The overworked doctor is just as bad IMO. I've been there on solo 28 hour calls going on my 11th admission. In the morning I'm next to useless and my handoff to that team was less than stellar.


I had a friend who was a QA process engineer at a regional hospital. He identified a significant source of errors - every morning there was a 'double-handoff' as the doctors handed off to nurses, who ended their shift and handed off to the next shift. The problem would be solved by moving hand-off time by a mere 15 minutes, but neither the doctors' group nor the nurses' group would budge on the matter.

I've heard a few other similar stories from him as well. Doctors have immense political power; if hospitals are grinding them to dust, it's because doctors as a group are letting them (the good old 'seniors don't care that juniors are getting crushed' problem). From my own limited experience working with them as a neuro tech, doctors will close ranks quickly against outside forces, but plenty will sell each other out within the profession. For every haggard ED doctor, there's a specialist somewhere making cushy deals with the administration.

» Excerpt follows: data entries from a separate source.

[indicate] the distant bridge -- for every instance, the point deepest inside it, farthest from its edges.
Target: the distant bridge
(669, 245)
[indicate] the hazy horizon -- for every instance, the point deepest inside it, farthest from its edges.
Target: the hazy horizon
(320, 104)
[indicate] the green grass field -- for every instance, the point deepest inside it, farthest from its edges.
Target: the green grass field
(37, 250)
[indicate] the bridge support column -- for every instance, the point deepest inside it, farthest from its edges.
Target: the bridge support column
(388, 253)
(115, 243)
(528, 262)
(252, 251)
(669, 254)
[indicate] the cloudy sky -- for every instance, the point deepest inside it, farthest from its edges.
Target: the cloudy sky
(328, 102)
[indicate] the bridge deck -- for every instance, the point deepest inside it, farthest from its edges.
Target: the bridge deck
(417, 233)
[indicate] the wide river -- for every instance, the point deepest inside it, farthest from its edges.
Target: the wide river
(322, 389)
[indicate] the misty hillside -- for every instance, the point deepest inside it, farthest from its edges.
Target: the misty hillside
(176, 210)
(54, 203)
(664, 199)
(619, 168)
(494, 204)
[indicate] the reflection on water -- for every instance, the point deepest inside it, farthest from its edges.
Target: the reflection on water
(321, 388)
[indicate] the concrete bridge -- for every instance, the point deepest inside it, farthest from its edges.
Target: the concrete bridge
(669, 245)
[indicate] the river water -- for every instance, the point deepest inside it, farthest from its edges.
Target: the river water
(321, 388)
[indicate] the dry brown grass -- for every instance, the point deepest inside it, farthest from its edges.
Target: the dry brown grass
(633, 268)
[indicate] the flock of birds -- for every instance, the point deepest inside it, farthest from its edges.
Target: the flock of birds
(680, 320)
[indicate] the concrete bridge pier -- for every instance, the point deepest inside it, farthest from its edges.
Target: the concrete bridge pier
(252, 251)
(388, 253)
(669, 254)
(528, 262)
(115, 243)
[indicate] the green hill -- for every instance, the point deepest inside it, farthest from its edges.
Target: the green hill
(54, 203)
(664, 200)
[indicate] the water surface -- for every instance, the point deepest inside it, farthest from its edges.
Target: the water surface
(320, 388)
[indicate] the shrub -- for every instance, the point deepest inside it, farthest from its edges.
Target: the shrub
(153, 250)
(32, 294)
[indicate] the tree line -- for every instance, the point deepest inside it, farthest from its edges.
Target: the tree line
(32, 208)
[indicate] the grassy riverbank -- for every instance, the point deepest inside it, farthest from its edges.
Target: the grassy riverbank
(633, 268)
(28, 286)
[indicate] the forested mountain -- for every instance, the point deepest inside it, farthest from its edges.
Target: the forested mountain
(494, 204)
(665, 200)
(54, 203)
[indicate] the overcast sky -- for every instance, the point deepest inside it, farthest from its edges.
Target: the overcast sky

The training for airline pilots is a lot less than for doctors.

A couple thousand hours of flying, many of which can be paid work (like flying an add banner).


Depends on what you call training. 250 hours under a private (no payment allowed) licence, then you get your CPL. All of this is on your dime (average about $200/hr with instructor and such). The CPL phase work afterward (banner flying, flight instruction, etc) pays like garbage since the GA community is struggling significantly. To do airline work, you need minimum 1500 hours (ATP), then pilots have a sort of residency beyond that where they need to spend a month in airline training, then years as a first officer before becoming a captain (PIC). On top of this, you have the regionals where you get payed like crap before you can typically get a seat at a major airline.


Doctors begin their professional training after 7 or 8 years of post secondary education.

Much of the time, on their own dime.

They also generally work hard enough in high school to get excellent grades (do flight instructors check transcripts or just if the check clears?).

It's easy to imagine doing 250 hours over 3 or 4 years while doing something else most of the time.


To fly for the airlines you'll need a college degree, probably with a >3.0 GPA. I agree it's not as academically rigorous though (unless you count the USAF route). Also, most people I've seen do the 250 in as short a time as possible or go part 141 which is a sort of direct-to-CPL training program. Right now there's a shortage of airline pilots but traditionally, those 7-8 years you mention would be spent at a regional before you have a chance at making enough money to start to really service all the debt you undoubtedly have at that point.

Obviously they're pretty different career paths, but they're both effectively 'trades', in a more traditional sense, that require obscene amounts of training.


Pilot pay SUCKS though. Even once they reach the airlines new pilots are only making about $30k/yr.